Total number of gloves used is n+1.

Take one glove and designate it the "bum glove". Take 2n of the doctors and put them in pairs that will each share a glove - the first one wears the pair's glove with the bum glove on top for the exam, the second doc takes the pair's glove and turns it inside out so his hand is facing the unused surface before putting the bum glove over it and examining. After the 2n docs have gone, the +1 doc can do his exam with the (still unused) inner surface of the bum glove.

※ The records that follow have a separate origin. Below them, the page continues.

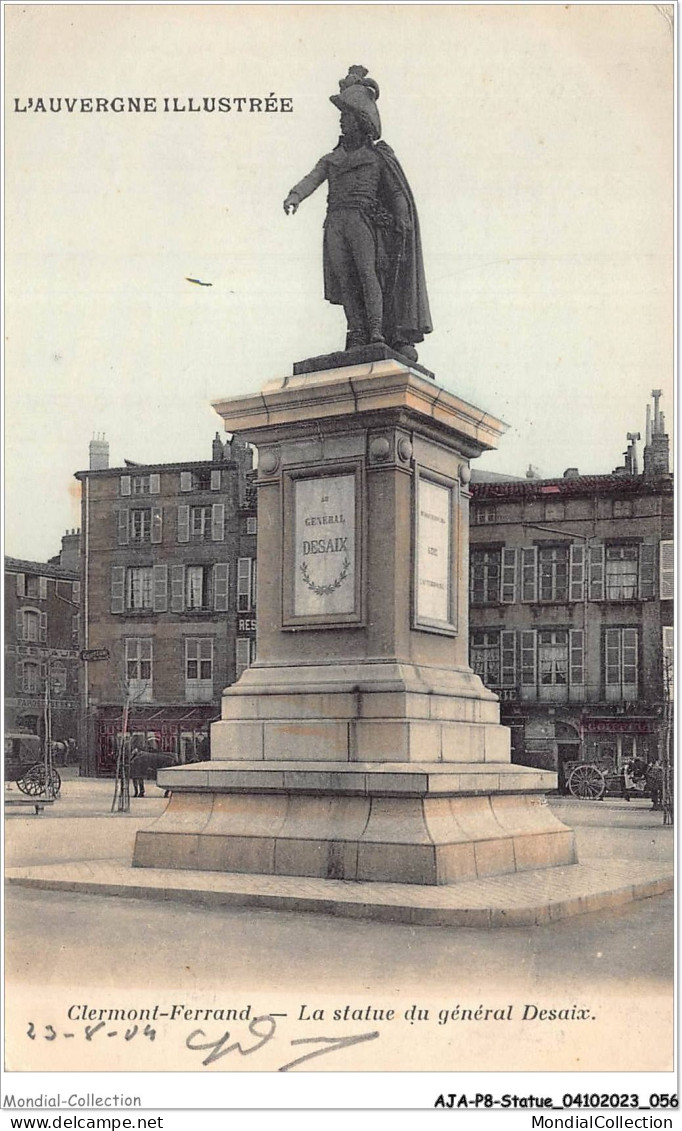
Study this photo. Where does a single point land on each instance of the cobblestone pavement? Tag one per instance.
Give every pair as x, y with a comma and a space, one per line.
619, 963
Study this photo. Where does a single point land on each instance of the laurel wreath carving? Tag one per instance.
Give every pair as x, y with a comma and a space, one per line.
325, 589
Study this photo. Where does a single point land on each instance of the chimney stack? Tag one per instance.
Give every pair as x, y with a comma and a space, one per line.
656, 455
70, 550
98, 452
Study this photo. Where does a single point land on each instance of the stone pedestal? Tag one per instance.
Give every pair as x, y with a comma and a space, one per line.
360, 745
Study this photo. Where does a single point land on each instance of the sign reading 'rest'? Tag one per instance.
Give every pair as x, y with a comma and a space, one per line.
325, 545
433, 552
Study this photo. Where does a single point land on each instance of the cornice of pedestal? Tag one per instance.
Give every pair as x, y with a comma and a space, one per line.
360, 394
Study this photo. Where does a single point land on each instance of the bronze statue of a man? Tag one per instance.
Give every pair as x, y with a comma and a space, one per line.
372, 252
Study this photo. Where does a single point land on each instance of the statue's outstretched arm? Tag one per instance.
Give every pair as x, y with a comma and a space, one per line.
305, 187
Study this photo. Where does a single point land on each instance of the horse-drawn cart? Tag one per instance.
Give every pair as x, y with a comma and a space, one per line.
594, 780
25, 765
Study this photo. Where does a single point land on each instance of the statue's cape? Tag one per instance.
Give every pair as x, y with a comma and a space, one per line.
406, 314
399, 264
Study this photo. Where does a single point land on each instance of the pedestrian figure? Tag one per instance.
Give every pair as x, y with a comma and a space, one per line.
655, 783
372, 251
137, 771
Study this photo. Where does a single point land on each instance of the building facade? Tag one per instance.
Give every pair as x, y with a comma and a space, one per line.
169, 598
571, 610
42, 626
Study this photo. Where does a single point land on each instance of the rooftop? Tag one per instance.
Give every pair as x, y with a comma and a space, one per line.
40, 569
572, 486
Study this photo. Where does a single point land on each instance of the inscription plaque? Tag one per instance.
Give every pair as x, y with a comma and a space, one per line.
325, 535
433, 559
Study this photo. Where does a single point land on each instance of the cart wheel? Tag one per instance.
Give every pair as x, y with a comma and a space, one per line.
587, 783
33, 783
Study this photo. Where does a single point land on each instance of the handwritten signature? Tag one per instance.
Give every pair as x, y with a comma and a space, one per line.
260, 1028
221, 1046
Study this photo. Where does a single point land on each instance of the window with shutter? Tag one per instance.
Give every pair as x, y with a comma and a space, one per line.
577, 663
217, 526
528, 656
183, 524
667, 570
596, 572
668, 662
243, 585
123, 517
647, 570
198, 668
508, 576
484, 573
577, 567
621, 664
139, 668
221, 573
529, 573
156, 524
177, 588
32, 678
484, 650
242, 655
161, 588
508, 658
118, 586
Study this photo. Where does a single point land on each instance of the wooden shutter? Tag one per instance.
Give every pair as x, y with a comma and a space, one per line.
242, 654
666, 567
576, 657
508, 590
647, 570
123, 526
161, 588
529, 573
508, 658
183, 523
177, 588
217, 521
529, 658
596, 572
221, 586
157, 524
118, 588
243, 585
668, 659
577, 573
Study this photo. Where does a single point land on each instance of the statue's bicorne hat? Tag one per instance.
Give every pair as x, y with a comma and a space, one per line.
359, 94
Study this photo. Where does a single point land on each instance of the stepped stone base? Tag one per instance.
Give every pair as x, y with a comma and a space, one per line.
432, 823
525, 899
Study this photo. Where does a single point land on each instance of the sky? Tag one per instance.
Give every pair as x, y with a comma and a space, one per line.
538, 144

You could use a similar approach to cover the subset of case 3 where there are an even number of both doctors and patients. Pair them off (pairs of doctors and pairs of patients) that will each share a glove. Each doctor uses his/her surface of the exam glove, and covers it with the appropriate surface of the patient's glove for the exam that's about to be performed. Total number of gloves used would be:

patients/2 + doctors/2

If both the number of docs and the number of patients are odd, then remove one doctor and one patient from the group and handle the remaining even number of doctors and patients as above. The odd ones out also get to split a glove between the two of them: the doctor uses the inside surface of the odd glove out and covers it with the other patients' gloves for all of their exams. The odd patient out uses the other surface for all of his exams with the other doctors wearing their gloves on the inside. The odd pair out can do their exam with just the odd glove out and nothing in between. Total gloves is still:

(patients + doctors) / 2

That still leaves the question open: if there are an odd number of patients and even doctors (or vice versa), can you do it with fewer than (patients + doctors + 1) / 2 gloves? And also, did you have something different in mind, 'cause the OP makes the p <= d stipulation for case 3 that wouldn't seem to make any difference with this set of solutions.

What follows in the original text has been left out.